To train on fewer GPUs, you can reduce the per_device_train_batch_size and increase the gradient_accumulation_steps accordingly. Always keep the global batch size the same: per_device_train_batch_size x gradient_accumulation_steps x num_gpus.

Hyperparameters

Both hyperparameters used in pretraining and finetuning are provided below.

  1. Pretraining
Hyperparameter Global Batch Size Learning rate Epochs Max length Weight decay
SQ-LLaVA 256 1e-3 1 2048 0
  1. Finetuning
Hyperparameter Global Batch Size Learning rate Epochs Max length Weight decay
SQ-LLaVA 128 2e-4 1 2048 0

Pretraining (feature alignment)

Training script with DeepSpeed ZeRO-2: pretrain.sh.

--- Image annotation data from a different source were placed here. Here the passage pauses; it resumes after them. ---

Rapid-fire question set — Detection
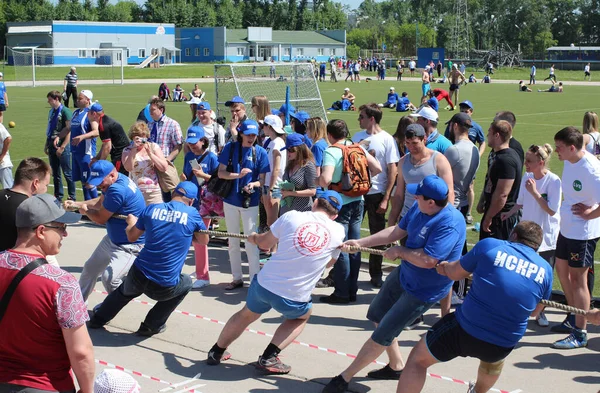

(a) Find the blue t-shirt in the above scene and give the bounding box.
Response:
[134,201,206,287]
[102,173,146,245]
[0,82,6,105]
[183,151,219,207]
[219,142,270,207]
[71,108,96,157]
[425,130,452,154]
[396,97,410,112]
[398,203,467,303]
[456,238,552,348]
[310,138,329,168]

  • --mm_projector_type cluster: the prototype extractor & a two-layer MLP vision-language connector.
  • --vision_tower openai/clip-vit-large-patch14-336: CLIP ViT-L/14 336px.

Visual Instruction Tuning

Instruction tuning: Training script with DeepSpeed ZeRO-3 and lora: finetune_lora_clu_sq.sh.

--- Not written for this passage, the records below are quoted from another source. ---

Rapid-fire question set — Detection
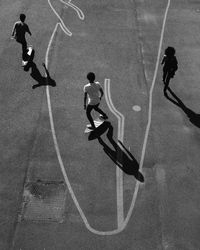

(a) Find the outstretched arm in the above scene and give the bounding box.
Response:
[118,140,134,159]
[84,92,87,109]
[11,23,16,38]
[161,55,166,64]
[42,63,50,78]
[99,88,104,99]
[27,25,32,36]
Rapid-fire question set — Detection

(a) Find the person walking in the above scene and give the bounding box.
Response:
[11,14,32,61]
[84,72,108,130]
[161,47,178,91]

  • --mm_projector_type cluster: the prototype extractor & a two-layer MLP vision-language connector.
  • --mm_projector_type mlp2x_gelu: a two-layer MLP vision-language connector.
  • --vision_tower openai/clip-vit-large-patch14-336: CLIP ViT-L/14 336px.
  • --image_aspect_ratio pad: this pads the non-square images to square, instead of cropping them; it slightly reduces hallucination.
  • --group_by_modality_length True: this should only be used when your instruction tuning dataset contains both language (e.g. ShareGPT) and multimodal (e.g. LLaVA-Instruct). It makes the training sampler only sample a single modality (either image or language) during training, which we observe to speed up training by ~25%, and does not affect the final outcome.
  • --version v1_sq: training for visual self-questioning.
  • --vit_lora_enable: optimize vision encoder using vit lora.

Evaluation

Prepare data Please download raw images of datasets (COCO, Flickr, nocaps, conceptual) for image captioning tasks.

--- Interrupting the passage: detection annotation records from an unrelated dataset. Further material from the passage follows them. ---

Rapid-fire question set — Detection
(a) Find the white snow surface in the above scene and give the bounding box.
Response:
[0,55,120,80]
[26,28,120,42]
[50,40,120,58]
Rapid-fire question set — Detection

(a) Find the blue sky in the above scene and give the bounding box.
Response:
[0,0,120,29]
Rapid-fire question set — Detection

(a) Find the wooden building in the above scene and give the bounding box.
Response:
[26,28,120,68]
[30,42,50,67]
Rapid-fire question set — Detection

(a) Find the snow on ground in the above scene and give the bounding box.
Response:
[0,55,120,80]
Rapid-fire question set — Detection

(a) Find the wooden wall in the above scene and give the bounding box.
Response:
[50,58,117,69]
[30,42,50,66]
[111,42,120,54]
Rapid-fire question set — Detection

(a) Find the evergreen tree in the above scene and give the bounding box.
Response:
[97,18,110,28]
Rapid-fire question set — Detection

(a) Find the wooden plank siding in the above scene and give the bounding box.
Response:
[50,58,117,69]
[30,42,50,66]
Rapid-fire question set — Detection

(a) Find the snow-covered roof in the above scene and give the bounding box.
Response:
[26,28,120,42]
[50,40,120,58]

  1. Evaluate models on image captioning. See captioning.sh on 4 datasets.
  2. Evaluate models on a diverse set of 12 benchmarks. To ensure the reproducibility, we evaluate the models with greedy decoding. We do not evaluate using beam search to make the inference process consistent with the chat demo of real-time outputs.

See Evaluation.md.

Citation

If you find this code to be useful for your research, please consider citing.

@inproceedings{sun2024sq,
  title={SQ-LLaVA: Self-Questioning for Large Vision-Language Assistant},
  author={Sun, Guohao and Qin, Can and Wang, Jiamian and Chen, Zeyuan and Xu, Ran and Tao, Zhiqiang},
  year = {2024},
  booktitle = {ECCV},
}

Acknowledgement

  • LLaVA: the codebase we built upon.